Efforts to create a better world also start with responsible water consumption, Hubrechtsen points out: “Water and cold are our primary resources when making snow, so we harvest as much water as possible from the melting snow. This enables us to optimize the use of water and heat.” Sustainability is also high on the agenda in other areas: “Wherever possible, we group deliveries of goods, aiming for just one truckload a day so as to reduce road mileage.”

Suppliers are partners

It’s essential for SnowWorld that its partners share the same values: “Sustainability must also be a key priority for them. That’s why we deliberately choose to work with partners we can always rely on. If, for example, our cooling system fails, then it’s all hands-on deck. At times like that, we know we can count on GEA.”

40% CO2 reduction

GEA customized refrigeration system with GEA Omni control panel
GEA customized refrigeration system with GEA Omni control panel

"Using the heat pump helped us reduce our CO2 emissions by 40% at the Zoetermeer ski center. We’re now examining the current figures and they look even better than they did two years ago", says Hubrechtsen.
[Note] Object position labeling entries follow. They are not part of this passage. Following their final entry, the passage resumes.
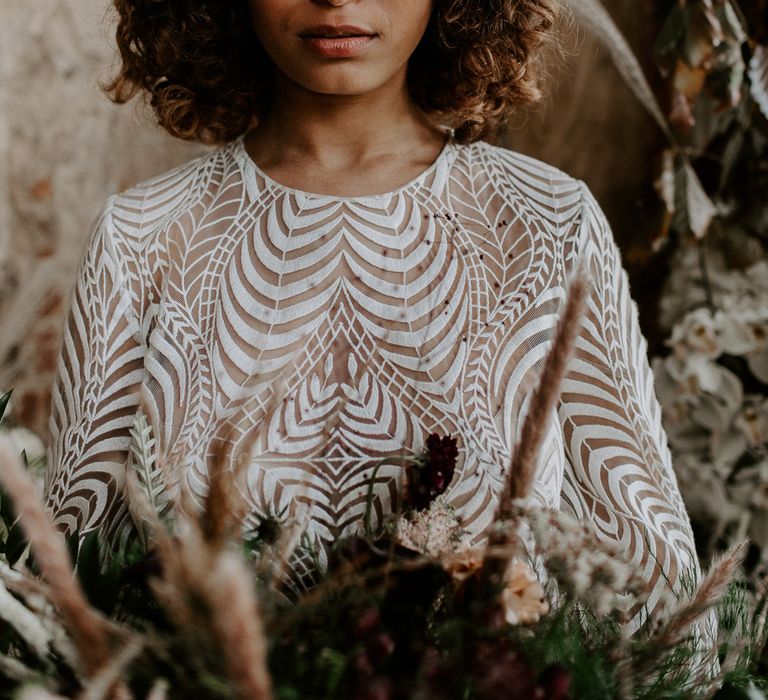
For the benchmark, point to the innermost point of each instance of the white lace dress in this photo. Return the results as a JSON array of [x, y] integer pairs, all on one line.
[[359, 326]]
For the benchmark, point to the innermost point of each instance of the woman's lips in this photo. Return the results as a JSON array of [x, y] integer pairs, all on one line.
[[338, 46]]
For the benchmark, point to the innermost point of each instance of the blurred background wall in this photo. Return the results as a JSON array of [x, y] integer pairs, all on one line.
[[64, 148]]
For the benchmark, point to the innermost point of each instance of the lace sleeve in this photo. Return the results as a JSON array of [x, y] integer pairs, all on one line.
[[95, 394], [619, 471]]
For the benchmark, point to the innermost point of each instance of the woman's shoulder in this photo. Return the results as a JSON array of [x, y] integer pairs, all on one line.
[[146, 205], [542, 187]]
Indoor skiing set to become ‘sustainable alternative’

Indoor skiing is increasingly being seen as a sustainable alternative to skiing in the mountains, says Hubrechtsen: “Winter sports areas are already struggling to create the best conditions. In the future, ski resorts will also have indoor slopes – that’s a trend you can see worldwide, from Norway to China.” And ultimately, everything hinges on the right technology and a desire to be sustainable: “If you keep the door closed properly to conserve energy, the temperature will stay at the right level and the snow quality will be ideal for longer.”